With the right isolation technology, HCOs can heal their IT security weaknesses, and recognize a number of benefits over legacy security products:
First, isolation is 100 percent effective in preventing malware from web and email links. User sessions are executed in virtual containers within the isolation platform. All content—including any malware—is disposed of along with its container by the platform each time a user completes a session. There’s no chance for malware to escape and infect the user’s endpoint. As a result, there are no false positives that block legitimate content and generate alerts, or false negatives that allow malware to reach its target.
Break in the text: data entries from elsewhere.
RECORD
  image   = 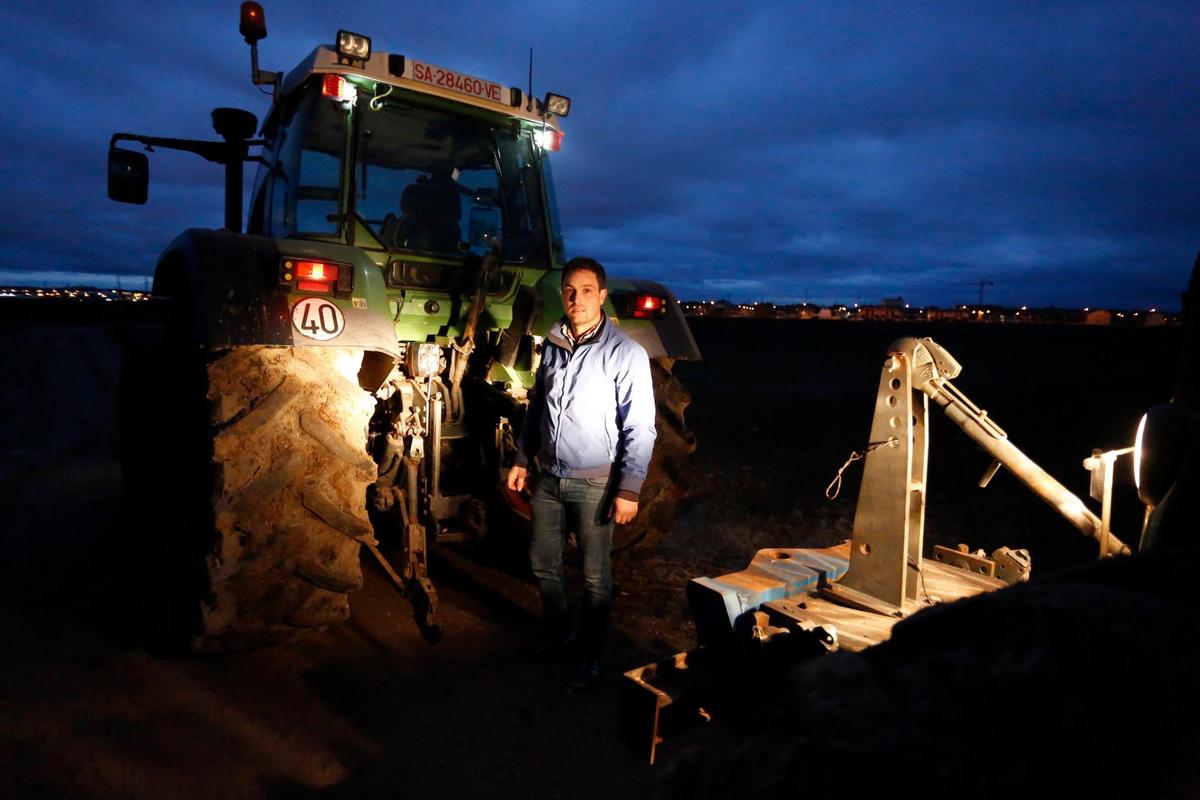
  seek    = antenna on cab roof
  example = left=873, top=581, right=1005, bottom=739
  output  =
left=526, top=44, right=533, bottom=112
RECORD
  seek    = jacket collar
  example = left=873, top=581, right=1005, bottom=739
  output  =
left=546, top=309, right=608, bottom=353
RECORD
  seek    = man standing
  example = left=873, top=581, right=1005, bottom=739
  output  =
left=508, top=258, right=655, bottom=688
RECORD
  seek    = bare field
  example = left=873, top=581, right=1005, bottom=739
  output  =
left=0, top=320, right=1178, bottom=798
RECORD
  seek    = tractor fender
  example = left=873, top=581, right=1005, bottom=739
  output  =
left=154, top=228, right=401, bottom=369
left=608, top=278, right=701, bottom=361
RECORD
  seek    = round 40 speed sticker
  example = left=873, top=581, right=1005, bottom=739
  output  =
left=292, top=297, right=346, bottom=342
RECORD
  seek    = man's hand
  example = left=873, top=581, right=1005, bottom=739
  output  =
left=614, top=496, right=637, bottom=525
left=508, top=464, right=528, bottom=494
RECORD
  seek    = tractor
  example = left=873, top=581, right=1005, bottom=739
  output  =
left=108, top=2, right=700, bottom=650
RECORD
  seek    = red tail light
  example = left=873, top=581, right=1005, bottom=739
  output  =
left=280, top=259, right=354, bottom=296
left=296, top=261, right=337, bottom=283
left=634, top=294, right=667, bottom=319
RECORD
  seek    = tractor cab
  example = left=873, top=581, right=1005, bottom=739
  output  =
left=247, top=47, right=562, bottom=272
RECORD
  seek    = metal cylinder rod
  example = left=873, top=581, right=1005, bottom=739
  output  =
left=920, top=381, right=1130, bottom=555
left=430, top=389, right=442, bottom=504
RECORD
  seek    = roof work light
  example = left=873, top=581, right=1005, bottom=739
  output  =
left=541, top=92, right=571, bottom=116
left=337, top=30, right=371, bottom=61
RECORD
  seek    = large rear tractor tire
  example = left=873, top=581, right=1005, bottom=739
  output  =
left=122, top=347, right=376, bottom=651
left=613, top=359, right=696, bottom=558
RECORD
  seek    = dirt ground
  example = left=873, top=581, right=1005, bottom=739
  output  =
left=0, top=320, right=1178, bottom=799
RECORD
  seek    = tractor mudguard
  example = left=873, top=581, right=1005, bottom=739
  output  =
left=608, top=278, right=701, bottom=361
left=154, top=228, right=401, bottom=359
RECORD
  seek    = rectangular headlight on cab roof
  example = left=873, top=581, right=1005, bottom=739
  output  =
left=337, top=30, right=371, bottom=61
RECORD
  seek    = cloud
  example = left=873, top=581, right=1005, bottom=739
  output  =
left=0, top=0, right=1200, bottom=307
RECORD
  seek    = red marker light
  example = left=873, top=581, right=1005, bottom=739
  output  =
left=320, top=74, right=346, bottom=100
left=534, top=128, right=563, bottom=152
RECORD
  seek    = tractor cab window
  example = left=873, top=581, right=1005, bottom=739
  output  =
left=252, top=91, right=346, bottom=237
left=355, top=95, right=545, bottom=260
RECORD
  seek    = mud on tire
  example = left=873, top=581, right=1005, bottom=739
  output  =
left=121, top=337, right=376, bottom=651
left=193, top=347, right=376, bottom=649
left=613, top=359, right=696, bottom=558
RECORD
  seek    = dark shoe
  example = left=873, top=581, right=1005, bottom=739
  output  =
left=568, top=658, right=604, bottom=691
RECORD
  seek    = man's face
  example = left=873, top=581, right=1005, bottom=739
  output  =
left=563, top=270, right=608, bottom=333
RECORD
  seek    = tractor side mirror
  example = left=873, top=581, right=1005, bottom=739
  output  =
left=108, top=148, right=150, bottom=205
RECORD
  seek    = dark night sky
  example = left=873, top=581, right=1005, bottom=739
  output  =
left=0, top=0, right=1200, bottom=308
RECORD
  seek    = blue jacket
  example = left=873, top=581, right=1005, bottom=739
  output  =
left=516, top=315, right=655, bottom=494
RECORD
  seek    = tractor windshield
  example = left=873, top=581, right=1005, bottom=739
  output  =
left=355, top=101, right=547, bottom=261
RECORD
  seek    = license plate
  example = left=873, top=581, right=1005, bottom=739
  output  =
left=412, top=61, right=502, bottom=103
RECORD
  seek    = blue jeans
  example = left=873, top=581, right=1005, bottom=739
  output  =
left=529, top=473, right=612, bottom=658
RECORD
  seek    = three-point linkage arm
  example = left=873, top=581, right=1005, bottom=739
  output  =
left=835, top=337, right=1129, bottom=610
left=901, top=338, right=1129, bottom=555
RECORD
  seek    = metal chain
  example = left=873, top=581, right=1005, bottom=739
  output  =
left=908, top=555, right=934, bottom=606
left=826, top=437, right=900, bottom=500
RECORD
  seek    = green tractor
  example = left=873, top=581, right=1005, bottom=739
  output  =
left=108, top=2, right=700, bottom=650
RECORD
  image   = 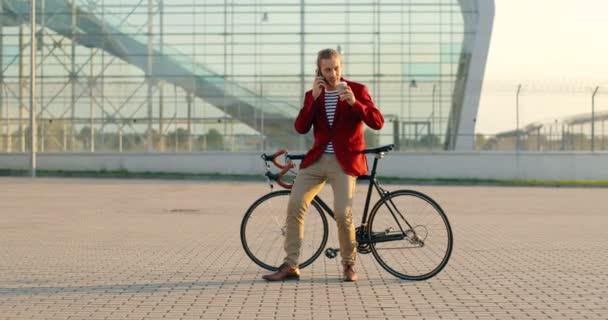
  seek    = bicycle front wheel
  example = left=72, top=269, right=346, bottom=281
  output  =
left=368, top=190, right=453, bottom=280
left=241, top=190, right=328, bottom=271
Secondly, it delivers a user experience that is indistinguishable from browsing the web directly, with no noticeable latency or impact to browser functionality such as cut and paste or printing. There is no pixilation, choppy scrolling or other visual artifacts common with ‘screen-scraping’ technologies like VDI. Isolation uses the optimal encoding mechanism for each type of content, and delivers it securely to the user’s device using industry-standard rendering elements that are compatible with any device, browser or operating system.
Thirdly, a cloud-based isolation solution deploys quickly and easily (without appliances or endpoint software) and reduces security complexity and costs by eliminating endpoint software and outdated appliances. It can be turned on in minutes and simplifies operations by eliminating alert fatigue with zero false positives and negatives. And, it can scale to meet the demands of small to global HCOs.
Finally, isolation can be used in conjunction with existing security infrastructure. Next generation firewalls, for example, which protect against the latest cyberattacks, become even more versatile and effective when integrated with threat isolation.
It’s Time for HCOs to Become Immune to Malware and Phishing
Cybercriminals will always target those organizations with the weakest defenses and the most valuable data. Hospitals will always possess valuable data, but by bolstering their cyber immunity posture with new technology such as isolation, they can make themselves a much less appealing target for ransomware and other cyber threats.